In the trial, 107 patients with persistent or recurrent epithelial ovarian, fallopian tube or peritoneal carcinoma, measurable or detectable disease, and 1 to 3 prior regimens of chemotherapy were randomized to Avastin or Avastin plus fosbretabulin. Patients received treatment every three weeks until disease progression or unacceptable levels of toxicity occurred.

The randomization was stratified by disease status (measurable versus nonmeasurable), prior Avastin and platinum-free interval. The study’s primary objective was to assess whether the addition of fosbretabulin to Avastin prolongs the duration of PFS. Two secondary objectives were to compare response rates and OS and to evaluate AEs in each study arm.

The objective response rate (ORR) with Avastin alone was 28.2 percent among 39 patients with measurable disease. The ORR with the combination regimen was 35.7 percent in 42 patients. The odds ratio for responding to the combination arm relative to the Avastin arm was 1.41.

Both regimens were well tolerated enough for patients to complete a relatively high number of cycles. The median number of cycles with bevacizumab was 7 versus 6 with the combination. Grade 3 hypertension in the Avastin arm was 19.6 percent compared with 32.7 percent in the combination arm. There was one grade 3 thromboembolic AE.

No grade 5 treatment-related AEs occurred in either study arm. One grade 4 AE occurred in each treatment arm: a metabolism/nutrition-related AE in the Avastin group and a hypertension-related AE in the bevacizumab and fosbretabulin group.
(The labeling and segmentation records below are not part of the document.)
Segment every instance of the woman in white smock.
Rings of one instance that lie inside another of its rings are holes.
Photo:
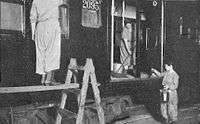
[[[42,75],[45,84],[54,80],[53,70],[60,68],[61,3],[61,0],[33,0],[30,13],[32,39],[36,45],[36,73]]]

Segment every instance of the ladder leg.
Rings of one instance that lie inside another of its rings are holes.
[[[84,115],[85,99],[86,99],[87,89],[88,89],[88,81],[89,81],[89,74],[84,73],[83,85],[82,85],[82,88],[81,88],[80,104],[79,104],[76,124],[82,124],[83,115]]]
[[[67,100],[67,94],[63,93],[62,98],[61,98],[61,104],[60,104],[61,109],[65,108],[66,100]],[[56,117],[56,123],[55,124],[61,124],[61,122],[62,122],[62,116],[60,115],[60,113],[58,113],[58,115]]]
[[[75,58],[71,58],[71,59],[70,59],[70,63],[69,63],[69,65],[68,65],[68,68],[69,68],[70,66],[77,66],[77,62],[76,62],[76,59],[75,59]],[[67,76],[66,76],[66,79],[65,79],[65,83],[66,83],[66,84],[71,82],[72,76],[73,76],[73,72],[72,72],[70,69],[68,69],[68,71],[67,71]]]
[[[68,70],[67,76],[66,76],[66,79],[65,79],[65,84],[69,84],[71,82],[71,78],[72,78],[72,71]]]
[[[103,108],[101,107],[101,98],[100,98],[100,92],[99,92],[99,88],[97,86],[97,81],[96,80],[96,76],[95,74],[91,74],[91,78],[92,78],[92,89],[94,92],[94,98],[95,98],[95,103],[96,103],[96,107],[97,107],[97,113],[98,113],[98,117],[99,117],[99,122],[100,124],[105,124],[105,118],[104,118],[104,111]],[[94,80],[94,81],[93,81]]]

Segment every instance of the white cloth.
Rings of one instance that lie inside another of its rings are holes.
[[[30,20],[36,23],[36,73],[60,68],[61,29],[59,25],[60,0],[33,0]]]

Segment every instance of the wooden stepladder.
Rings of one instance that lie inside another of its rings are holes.
[[[91,83],[92,89],[94,92],[99,122],[100,122],[100,124],[105,124],[104,111],[100,105],[100,103],[101,103],[100,92],[99,92],[99,88],[98,88],[98,83],[97,83],[97,79],[96,79],[96,75],[95,75],[95,68],[94,68],[92,59],[87,58],[85,66],[77,66],[76,59],[71,58],[69,66],[68,66],[68,72],[67,72],[65,84],[70,84],[72,77],[74,79],[74,82],[77,83],[78,70],[84,71],[84,74],[83,74],[82,88],[81,88],[80,94],[78,95],[79,109],[78,109],[78,114],[76,116],[77,117],[76,124],[82,124],[82,121],[83,121],[85,101],[86,101],[86,95],[87,95],[89,83]],[[67,95],[65,93],[63,93],[60,109],[64,109],[66,99],[67,99]],[[61,124],[61,120],[62,120],[62,117],[58,116],[56,124]]]

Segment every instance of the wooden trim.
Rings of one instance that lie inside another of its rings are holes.
[[[79,84],[61,84],[56,86],[22,86],[22,87],[0,87],[1,93],[21,93],[21,92],[37,92],[37,91],[49,91],[49,90],[63,90],[79,88]]]

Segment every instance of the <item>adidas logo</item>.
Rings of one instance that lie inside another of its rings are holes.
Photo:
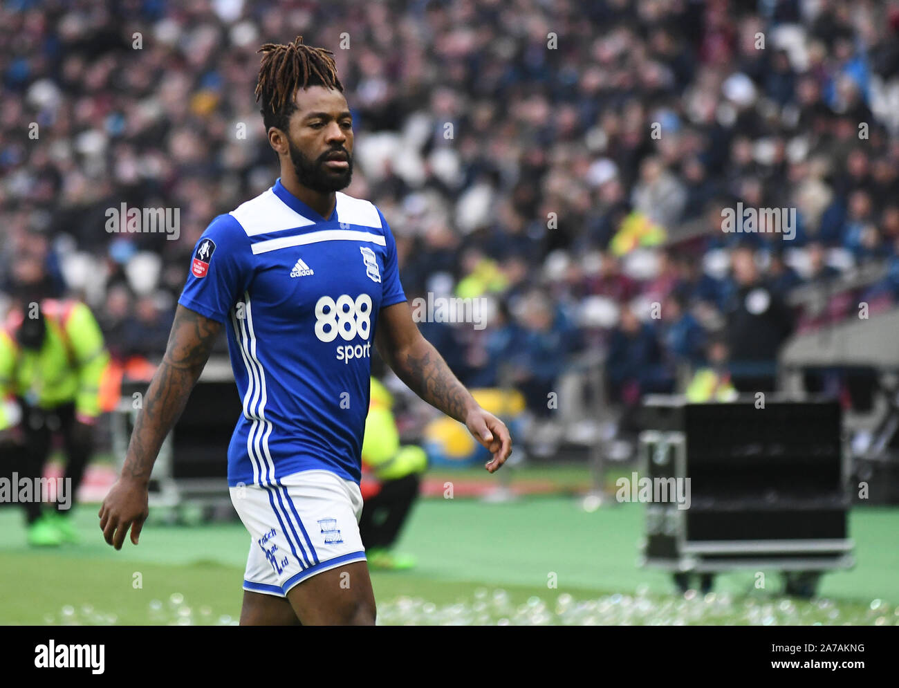
[[[303,263],[303,259],[300,258],[297,261],[297,264],[293,266],[293,270],[290,271],[291,277],[306,277],[307,275],[315,274],[312,268]]]

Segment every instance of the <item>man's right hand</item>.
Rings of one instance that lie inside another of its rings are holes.
[[[142,482],[120,478],[100,507],[100,528],[106,543],[121,550],[128,529],[131,542],[138,544],[140,531],[149,514],[147,487]]]

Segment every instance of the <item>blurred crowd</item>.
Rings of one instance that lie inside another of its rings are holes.
[[[599,351],[624,405],[722,360],[765,389],[818,322],[791,292],[876,264],[862,298],[899,300],[895,0],[10,0],[0,24],[2,288],[85,299],[120,359],[162,353],[196,240],[273,183],[256,50],[298,34],[334,52],[346,191],[410,300],[490,305],[421,323],[469,386],[547,415]],[[177,237],[107,231],[122,203],[177,208]],[[795,231],[722,231],[737,203]]]

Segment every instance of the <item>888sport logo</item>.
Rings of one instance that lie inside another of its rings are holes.
[[[355,299],[342,294],[337,300],[323,296],[316,302],[316,336],[319,341],[334,342],[338,336],[344,342],[356,337],[366,340],[365,344],[339,344],[335,353],[338,361],[349,363],[354,358],[370,358],[370,335],[371,297],[368,294]]]

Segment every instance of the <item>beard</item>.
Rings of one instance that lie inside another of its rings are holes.
[[[343,152],[347,153],[349,166],[345,170],[331,170],[325,166],[325,157],[334,153],[334,150],[323,153],[317,160],[311,160],[289,139],[288,147],[290,150],[290,162],[293,163],[297,179],[303,186],[319,193],[330,193],[350,185],[350,180],[352,178],[352,156],[347,151]]]

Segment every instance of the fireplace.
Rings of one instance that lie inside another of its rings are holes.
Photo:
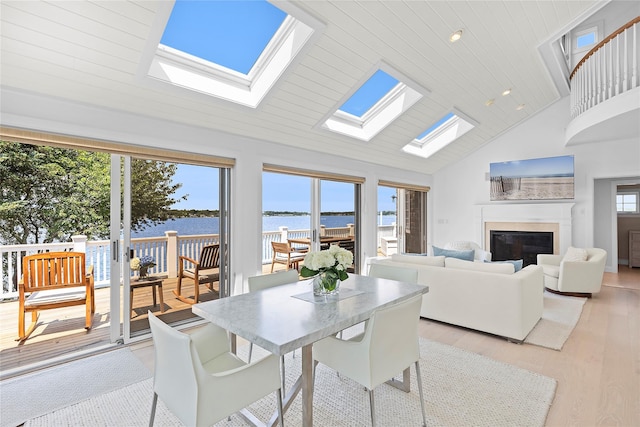
[[[553,253],[551,231],[490,230],[489,235],[493,261],[521,259],[526,267],[536,264],[538,254]]]
[[[553,235],[552,250],[548,253],[563,254],[571,246],[571,210],[574,203],[514,203],[476,205],[474,224],[476,241],[497,260],[491,232],[534,232]],[[537,246],[537,244],[535,244]],[[511,249],[505,257],[515,255]],[[538,253],[542,250],[535,249]],[[502,259],[502,258],[500,258]],[[533,259],[529,263],[535,263]],[[524,261],[523,264],[527,262]]]

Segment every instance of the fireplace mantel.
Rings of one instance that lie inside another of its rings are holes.
[[[575,203],[514,203],[476,205],[474,211],[474,230],[476,241],[485,249],[489,248],[486,238],[486,223],[513,223],[513,230],[518,224],[543,223],[557,224],[558,242],[554,249],[559,254],[571,246],[571,209]],[[526,229],[526,227],[524,227]]]

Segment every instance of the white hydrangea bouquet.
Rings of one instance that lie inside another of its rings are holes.
[[[327,295],[338,293],[340,281],[347,280],[347,267],[353,264],[353,254],[338,245],[329,249],[309,252],[304,257],[300,275],[314,277],[313,293]]]

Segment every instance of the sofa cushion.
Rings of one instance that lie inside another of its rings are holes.
[[[451,258],[457,258],[465,261],[473,261],[475,251],[473,249],[468,250],[455,250],[455,249],[442,249],[437,246],[433,247],[434,256],[446,256]]]
[[[469,262],[451,257],[447,257],[444,260],[444,266],[446,268],[483,271],[485,273],[513,274],[515,272],[515,267],[511,263]]]
[[[542,272],[545,276],[558,278],[560,277],[560,267],[557,265],[542,264]]]
[[[586,249],[569,246],[567,253],[562,257],[563,261],[586,261],[589,257]]]
[[[434,267],[444,267],[444,256],[392,254],[391,260],[394,262],[406,262],[409,264],[422,264],[431,265]]]

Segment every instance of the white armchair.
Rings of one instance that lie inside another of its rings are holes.
[[[391,380],[412,363],[416,368],[422,421],[426,426],[418,343],[421,304],[422,296],[417,296],[376,310],[362,334],[349,340],[328,337],[313,345],[313,358],[316,362],[327,365],[367,388],[373,426],[376,425],[373,389]]]
[[[458,240],[455,242],[447,243],[443,249],[455,249],[457,251],[473,249],[475,251],[473,256],[474,261],[482,261],[482,262],[491,261],[491,252],[485,251],[480,247],[480,245],[478,245],[475,242],[470,242],[467,240]]]
[[[599,248],[570,247],[565,255],[538,254],[544,287],[553,293],[591,298],[600,292],[607,252]]]
[[[230,352],[229,335],[208,324],[193,334],[179,332],[149,312],[155,368],[153,426],[158,397],[187,426],[210,426],[276,392],[282,424],[278,357],[246,364]]]

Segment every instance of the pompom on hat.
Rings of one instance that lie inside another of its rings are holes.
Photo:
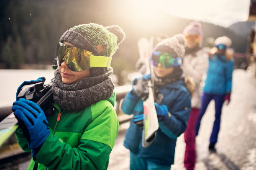
[[[111,56],[124,40],[125,34],[118,25],[106,27],[90,23],[75,26],[66,31],[59,41],[66,41],[75,47],[89,51],[95,55]],[[92,68],[90,69],[92,76],[104,74],[105,68]]]
[[[159,42],[154,48],[154,50],[174,53],[177,57],[183,58],[186,45],[186,41],[184,35],[178,34]]]

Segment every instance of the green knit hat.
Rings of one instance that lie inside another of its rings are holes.
[[[75,26],[66,31],[59,39],[71,43],[76,47],[92,52],[95,55],[111,56],[125,36],[123,29],[118,25],[104,27],[93,23]],[[93,68],[92,76],[102,75],[106,68]]]
[[[75,47],[92,52],[95,55],[113,55],[125,36],[117,25],[106,27],[90,23],[75,26],[60,38],[61,42],[67,41]]]

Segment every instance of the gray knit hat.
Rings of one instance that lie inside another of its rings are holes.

Additionally, one bowel perforation occurred in the Avastin arm, but all adverse events were manageable.

Fosbretabulin is a potent and reversible tubulin depolymerizing agent. It selectively affects immature endothelial cells typically seen in solid tumors, which lack smooth muscle and pericytes and rely more on tubulin to maintain the vessel wall’s flat shape. Tubulin inhibition causes rounding in the affected epithelial cells, obstructing the blood vessel lumen. A blockage at any point in a vessel segment will shut off blood flow upstream and downstream, which leads to rapid death of cells.

“It’s possible that anti-angiogenesis agents like bevacizumab might prevent revascularization during and after VDA treatment,” Monk, professor of gynecologic oncology at the University of Arizona Cancer Center, said at the conference.

Although a phase 3 study to explore the combination of fosbretabulin and Avastin has not yet been initiated, a phase 2 study is exploring fosbretabulin in patients with gastrointestinal neuroendocrine tumors. Patients in this study are required to have elevations in specific biomarkers, such as serotonin, 5-hydroxyindoleacetic acid, chromogranin A, neurokinin A, and neuron-specific enolase.